Algérie - L’antiterrorisme sans politique antiterroriste
Un ratissage de grande envergure enserre la Kabylie depuis quatre ou cinq jours. Comme pour les précédents, les informations sur l’opération, abondantes au début, se feront de plus en plus rares pour qu’enfin, le quadrillage prenne fin sans même qu’on ne s’en aperçoive, dans la discrétion et sans bilan.
Le ratissage commence toujours par des faits, des chiffres et des lieux précis : des terroristes, dont des “émirs”, parfois la direction d’Aqmi, sont encerclés dans des maquis précis, puis, après des jours de siège, le camp est levé, sans plus de détails. Cette fois-ci, la rumeur court sur la mort, rééditée, de Droukdel, comme il en fut souvent de Hattab, tout au long de son règne avant qu’il ne réapparaisse à… la Chaîne I de la radio d’État en apôtre de la Réconciliation nationale. Alors même que la terreur connaît une certaine recrudescence en Kabylie et à ses confins, l’ancien chef du GSPC, déposé par ses compères, aujourd’hui converti aux “appels à la raison”, fait figure de symbole de “la paix revenue”.
Décidément, la Réconciliation nationale apparaît comme bien plus porteuse d’avenir pour les terroristes que pour leurs cibles. Une telle démarche a la particularité de renvoyer dos à dos les terroristes et les forces de défense de la nation ; à la fin virtuelle de cette drôle de guerre, le résistant ou l’agent de l’ordre ne seront pas, statutairement, plus patriotes que le terroriste. Ce sera juste la fin heureuse d’un malentendu, après quoi les frères qu’ils sont tous “re-fraterniseront”. Et c’est avec cette représentation qu’on voudrait avoir et l’arrangement avec l’islamisme conquérant et l’illusion de l’avoir vaincu !

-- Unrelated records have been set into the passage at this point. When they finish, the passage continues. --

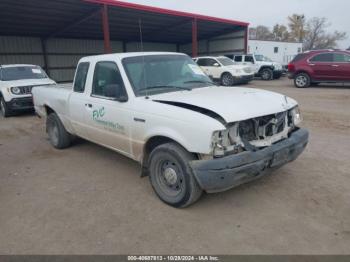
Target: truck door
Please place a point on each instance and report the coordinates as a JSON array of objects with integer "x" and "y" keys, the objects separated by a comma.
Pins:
[
  {"x": 108, "y": 119},
  {"x": 341, "y": 66},
  {"x": 323, "y": 66},
  {"x": 77, "y": 100}
]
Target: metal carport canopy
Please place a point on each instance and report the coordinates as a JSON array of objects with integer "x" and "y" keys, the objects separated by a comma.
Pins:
[{"x": 109, "y": 20}]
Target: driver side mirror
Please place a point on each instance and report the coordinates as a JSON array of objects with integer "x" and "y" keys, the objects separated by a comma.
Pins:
[{"x": 117, "y": 92}]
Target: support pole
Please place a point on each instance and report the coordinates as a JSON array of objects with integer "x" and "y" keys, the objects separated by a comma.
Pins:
[
  {"x": 44, "y": 49},
  {"x": 106, "y": 34},
  {"x": 194, "y": 38},
  {"x": 246, "y": 33}
]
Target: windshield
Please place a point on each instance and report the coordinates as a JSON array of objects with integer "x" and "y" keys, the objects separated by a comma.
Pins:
[
  {"x": 154, "y": 74},
  {"x": 22, "y": 72},
  {"x": 226, "y": 61},
  {"x": 262, "y": 58}
]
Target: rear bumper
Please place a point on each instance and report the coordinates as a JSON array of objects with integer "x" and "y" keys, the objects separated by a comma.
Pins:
[
  {"x": 222, "y": 174},
  {"x": 243, "y": 79},
  {"x": 19, "y": 104}
]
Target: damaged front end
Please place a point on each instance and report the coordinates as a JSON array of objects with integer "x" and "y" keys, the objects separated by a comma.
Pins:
[
  {"x": 254, "y": 134},
  {"x": 246, "y": 150}
]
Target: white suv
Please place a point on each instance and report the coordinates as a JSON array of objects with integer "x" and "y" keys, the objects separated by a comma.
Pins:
[
  {"x": 225, "y": 70},
  {"x": 16, "y": 83},
  {"x": 263, "y": 66}
]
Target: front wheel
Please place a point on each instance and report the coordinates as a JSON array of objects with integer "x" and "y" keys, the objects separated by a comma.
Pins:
[
  {"x": 5, "y": 111},
  {"x": 227, "y": 79},
  {"x": 302, "y": 80},
  {"x": 266, "y": 74},
  {"x": 59, "y": 137},
  {"x": 171, "y": 177}
]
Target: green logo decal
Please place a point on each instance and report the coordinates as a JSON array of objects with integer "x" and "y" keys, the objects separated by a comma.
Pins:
[{"x": 97, "y": 116}]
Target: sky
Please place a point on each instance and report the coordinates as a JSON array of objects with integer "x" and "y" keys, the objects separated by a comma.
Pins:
[{"x": 268, "y": 12}]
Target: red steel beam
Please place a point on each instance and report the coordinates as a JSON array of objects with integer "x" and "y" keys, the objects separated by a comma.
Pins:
[
  {"x": 106, "y": 34},
  {"x": 194, "y": 38}
]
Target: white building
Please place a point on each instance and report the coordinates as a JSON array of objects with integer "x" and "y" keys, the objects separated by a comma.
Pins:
[{"x": 282, "y": 52}]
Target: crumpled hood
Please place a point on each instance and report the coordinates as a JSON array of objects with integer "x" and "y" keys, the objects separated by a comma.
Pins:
[{"x": 231, "y": 103}]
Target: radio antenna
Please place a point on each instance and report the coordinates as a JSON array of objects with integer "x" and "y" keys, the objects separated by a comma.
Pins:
[{"x": 143, "y": 60}]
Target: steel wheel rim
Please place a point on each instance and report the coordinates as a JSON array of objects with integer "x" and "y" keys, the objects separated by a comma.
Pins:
[
  {"x": 266, "y": 75},
  {"x": 301, "y": 80},
  {"x": 226, "y": 80},
  {"x": 170, "y": 178}
]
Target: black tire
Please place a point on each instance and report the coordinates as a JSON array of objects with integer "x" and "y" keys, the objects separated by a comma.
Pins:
[
  {"x": 227, "y": 79},
  {"x": 4, "y": 110},
  {"x": 302, "y": 80},
  {"x": 171, "y": 176},
  {"x": 266, "y": 74},
  {"x": 58, "y": 135}
]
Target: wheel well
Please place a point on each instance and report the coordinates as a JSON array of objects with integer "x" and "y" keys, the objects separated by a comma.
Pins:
[
  {"x": 48, "y": 110},
  {"x": 265, "y": 67},
  {"x": 150, "y": 145},
  {"x": 225, "y": 73}
]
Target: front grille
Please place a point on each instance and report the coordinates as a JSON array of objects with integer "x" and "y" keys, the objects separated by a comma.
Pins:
[
  {"x": 263, "y": 127},
  {"x": 26, "y": 90}
]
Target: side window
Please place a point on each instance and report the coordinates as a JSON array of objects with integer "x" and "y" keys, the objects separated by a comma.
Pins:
[
  {"x": 341, "y": 58},
  {"x": 80, "y": 78},
  {"x": 249, "y": 59},
  {"x": 326, "y": 57},
  {"x": 201, "y": 62},
  {"x": 107, "y": 80},
  {"x": 238, "y": 58},
  {"x": 211, "y": 62}
]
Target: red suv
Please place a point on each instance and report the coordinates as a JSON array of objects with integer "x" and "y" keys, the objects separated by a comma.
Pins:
[{"x": 320, "y": 66}]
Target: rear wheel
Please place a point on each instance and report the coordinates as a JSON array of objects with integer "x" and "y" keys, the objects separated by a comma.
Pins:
[
  {"x": 266, "y": 74},
  {"x": 302, "y": 80},
  {"x": 59, "y": 137},
  {"x": 227, "y": 79},
  {"x": 171, "y": 177},
  {"x": 4, "y": 110}
]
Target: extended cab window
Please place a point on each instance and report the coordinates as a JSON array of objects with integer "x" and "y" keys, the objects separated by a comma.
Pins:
[
  {"x": 107, "y": 80},
  {"x": 327, "y": 57},
  {"x": 238, "y": 58},
  {"x": 80, "y": 78}
]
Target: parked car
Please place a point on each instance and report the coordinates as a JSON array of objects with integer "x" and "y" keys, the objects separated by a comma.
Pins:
[
  {"x": 16, "y": 83},
  {"x": 320, "y": 66},
  {"x": 161, "y": 110},
  {"x": 264, "y": 67},
  {"x": 224, "y": 70}
]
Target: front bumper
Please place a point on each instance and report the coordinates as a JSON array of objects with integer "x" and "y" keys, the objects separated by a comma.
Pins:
[
  {"x": 243, "y": 79},
  {"x": 222, "y": 174},
  {"x": 19, "y": 104}
]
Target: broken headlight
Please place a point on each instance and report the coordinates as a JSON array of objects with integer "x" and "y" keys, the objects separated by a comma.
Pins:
[
  {"x": 226, "y": 141},
  {"x": 294, "y": 116}
]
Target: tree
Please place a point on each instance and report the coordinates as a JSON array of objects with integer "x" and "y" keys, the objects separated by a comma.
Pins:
[
  {"x": 261, "y": 33},
  {"x": 296, "y": 24},
  {"x": 317, "y": 36},
  {"x": 281, "y": 33}
]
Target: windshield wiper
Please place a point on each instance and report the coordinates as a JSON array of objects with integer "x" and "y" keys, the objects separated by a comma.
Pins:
[
  {"x": 165, "y": 86},
  {"x": 200, "y": 81}
]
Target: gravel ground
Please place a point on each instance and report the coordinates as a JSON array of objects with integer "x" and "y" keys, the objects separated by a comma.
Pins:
[{"x": 90, "y": 200}]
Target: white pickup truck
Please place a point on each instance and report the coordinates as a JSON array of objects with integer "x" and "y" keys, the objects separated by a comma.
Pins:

Et pour convaincre les islamistes armés de sa bonne volonté, l’État a commencé par désarmer l’autodéfense citoyenne. La résistance et l’autodéfense sont, malgré une gêne évidente, progressivement dissoutes : la disparition de l’antidote devrait signifier que le mal a disparu aussi ! Le pouvoir a fini par anesthésier entièrement une société où le terrorisme a justement pu s’implanter parce qu’elle était déjà moralement déroutée. Aujourd’hui, les groupes se baladent dans des espaces qui, s’ils ne leur sont pas favorables, ne leur sont plus à risque.
Ce que le GIA n’a pas réussi, à cause de la clarté du débat qui, il y a vingt ans, mettait chacun devant ses responsabilités, Aqmi est en phase de le réussir grâce à la formidable entreprise de confusion qu’est la Réconciliation nationale. Le pouvoir a voulu désolidariser l’islamisme de la cause antiterroriste pour le disculper de sa meurtrière responsabilité.
En voulant banaliser la lutte antiterroriste, pour la désocialiser et la dépolitiser, et éviter la question de la responsabilité politique quant au malheur absolu qui frappe le pays depuis vingt ans, mais aussi en obligeant le citoyen à une neutralité morale vis-à-vis du terrorisme et de ses victimes, en le désolidarisant de la cause antiterroriste, le pouvoir a précipité les forces de l’ordre dans cette immense solitude sur le terrain.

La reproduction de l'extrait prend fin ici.